Dans le domaine spatial l'imagination est vagabonde, c'est ce qui est fantastique, on peut donc tout imaginer. Les durées des activités se chiffrent en plusieurs décennies. Pour faire un lancement, il faut 10 à 15 ans, les investissements peuvent donc être faits à une certaine date et on peut penser que 10 à 15 plus tard on y trouvera une rentabilité. Dans notre monde actuel, où l'on recherche de la rentabilité à très court terme, lancer des satellites ne sera pas forcément la priorité. C'est d'ailleurs pour ça qu'une société comme Ariane Espace est quand même soutenue par l'Agence spatiale européenne et par le CNES en France, c'est donc une société qui n'est pas tout à fait industrielle mais qui a aussi des financements venant d'Etats.

Si on envoie une sonde vers Mars ou Jupier maintenant, est-ce que dans 20, 30 ou 50 ans on trouvera quelque chose sur Mars, par exemple du diamant ou minerais qui permettent de rentabiliser l'investissement effectué auparavant ? On peut toujours l'imaginer… Mais il faut être très prudent.

La NASA affirme qu'en ne coûtant même pas 1% au budget fédéral des Etats-Unis, elle contribue beaucoup à l'économie du pays. Elle prend notamment l'exemple des smartphones à caméra, d'abord développés pour l'industrie spatiale. Le retour sur investissement se fait-il aussi dans le domaine de la R&D ?

Cela a toujours fait partie du leitmotiv, surtout depuis le programme Apollo : prouver aux citoyens américains qu'en accordant un budget, 18 milliards de dollars par an aujourd'hui, à la NASA, cela permettrait que les sciences développées pour envoyer des hommes dans l'espace, tombent également dans d'autres domaines. C'est vrai que dans certains domaines il y a eu une retombée, mais on ne rentabilise pas les 18 milliards d'investissements annuels. Je ne connais pas la proportion de ces 18 milliards que l'on retrouve après investissement, mais cela doit concerner, au plus, quelques centaines de millions de dollars.

La NASA a aussi, récemment, dépensé près d'un milliard de dollars dans plusieurs projets visant à monitorer depuis l'espace les variations climatiques. Ce type de projet pharaonique est-il réalisé à perte ?

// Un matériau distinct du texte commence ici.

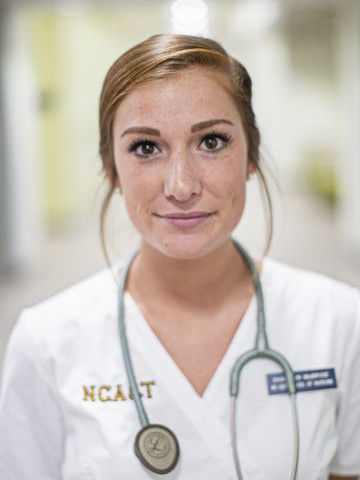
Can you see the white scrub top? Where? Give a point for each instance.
(66, 411)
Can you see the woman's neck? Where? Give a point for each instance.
(195, 283)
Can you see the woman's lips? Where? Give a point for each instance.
(185, 220)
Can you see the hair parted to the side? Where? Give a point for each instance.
(159, 57)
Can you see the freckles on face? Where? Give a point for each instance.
(180, 172)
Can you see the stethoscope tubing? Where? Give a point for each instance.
(261, 350)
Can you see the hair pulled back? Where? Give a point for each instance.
(157, 58)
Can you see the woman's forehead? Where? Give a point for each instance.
(194, 90)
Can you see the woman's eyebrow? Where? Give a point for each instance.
(195, 128)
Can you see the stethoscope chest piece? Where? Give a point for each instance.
(157, 448)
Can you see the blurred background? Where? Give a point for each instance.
(304, 59)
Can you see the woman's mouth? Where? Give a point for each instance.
(186, 220)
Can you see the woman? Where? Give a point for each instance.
(178, 139)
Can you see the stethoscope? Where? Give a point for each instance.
(156, 445)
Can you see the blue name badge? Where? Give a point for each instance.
(306, 381)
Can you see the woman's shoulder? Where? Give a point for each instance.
(75, 307)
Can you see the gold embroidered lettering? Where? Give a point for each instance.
(148, 386)
(101, 398)
(131, 396)
(119, 394)
(88, 394)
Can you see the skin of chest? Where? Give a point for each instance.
(197, 342)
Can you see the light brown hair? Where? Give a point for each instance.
(159, 57)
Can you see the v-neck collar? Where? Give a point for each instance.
(246, 326)
(211, 428)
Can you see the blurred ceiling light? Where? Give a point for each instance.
(254, 17)
(190, 17)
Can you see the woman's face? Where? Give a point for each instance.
(180, 148)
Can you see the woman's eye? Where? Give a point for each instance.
(142, 148)
(212, 141)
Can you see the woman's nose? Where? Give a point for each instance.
(182, 180)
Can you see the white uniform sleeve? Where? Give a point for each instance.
(31, 426)
(347, 459)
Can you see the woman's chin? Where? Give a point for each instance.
(185, 247)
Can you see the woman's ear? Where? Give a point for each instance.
(250, 169)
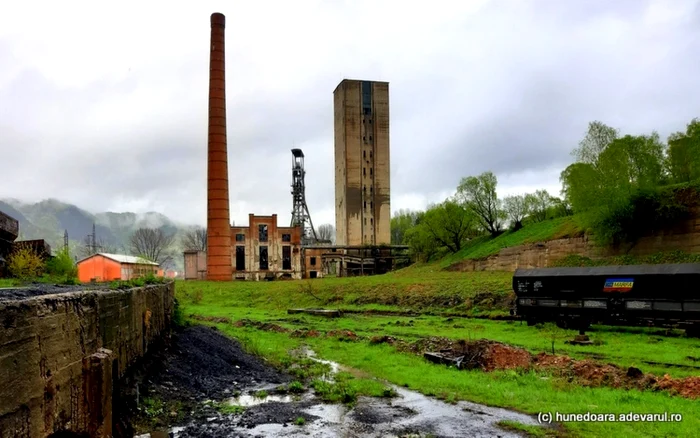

Il faut être conscient qu'un milliard, pour la NASA, n'est pas grand-chose … Quand j'ai regardé, il y a quelques années, j'ai vu tous les programmes dans lesquels la NASA avait investi et qui ont été abandonnés en cours de route. Il y a eu plus de projets de lanceurs qui on été abandonnés que de projets qui ont débouché sur une application. Je pense que dans le domaine du climat, le retour sur investissement ne doit pas être, lui, pharaonique...

Pour ce  qui est de la recherche menée par les Etats en Europe, a combien s'élève le budget annuel ? Là aussi est-il impossible de parler de rentabilité ?

Le budget de l'Europe spatiale est, en gros, de 7 ou 8 milliards d'euros annuels (chiffres de l'année passée), auxquels s'ajoutent des sociétés privées qui utilisent des satellites, pour le climat par exemple, et qui elles aussi ont un budget, mais ça reste un peu marginal. Il s'agit d'un budget spatial civil, il faut donc le comparer avec celui de la NASA : le budget spatial civil européen est donc deux fois moins important que celui des Américains. Quant au budget militaire européen, il est à peine d'un milliard d'euros, c'est-à-dire 40 fois moins gros que le budget spatial militaire américain.

Ce qui est quand même intéressant, c'est que dans l'Europe spatiale il y a des programmes d'exploration du système solaire qui sont des succès absolument phénoménaux. Je pense notamment à la sonde Philae qui est parvenue à se poser sur la comète Tchouri en 2014, ou bien, en 2006, l'arrivée d'une sonde européenne sur Titan, un des satellites de Saturne, une grande première mondiale. Le rapport coût-efficacité de l'Europe spatiale n'est donc pas mauvais du tout ! Mais ce sont des succès pour améliorer notre connaissance du système solaire, on ne peut pas dire qu'on les rentabilise.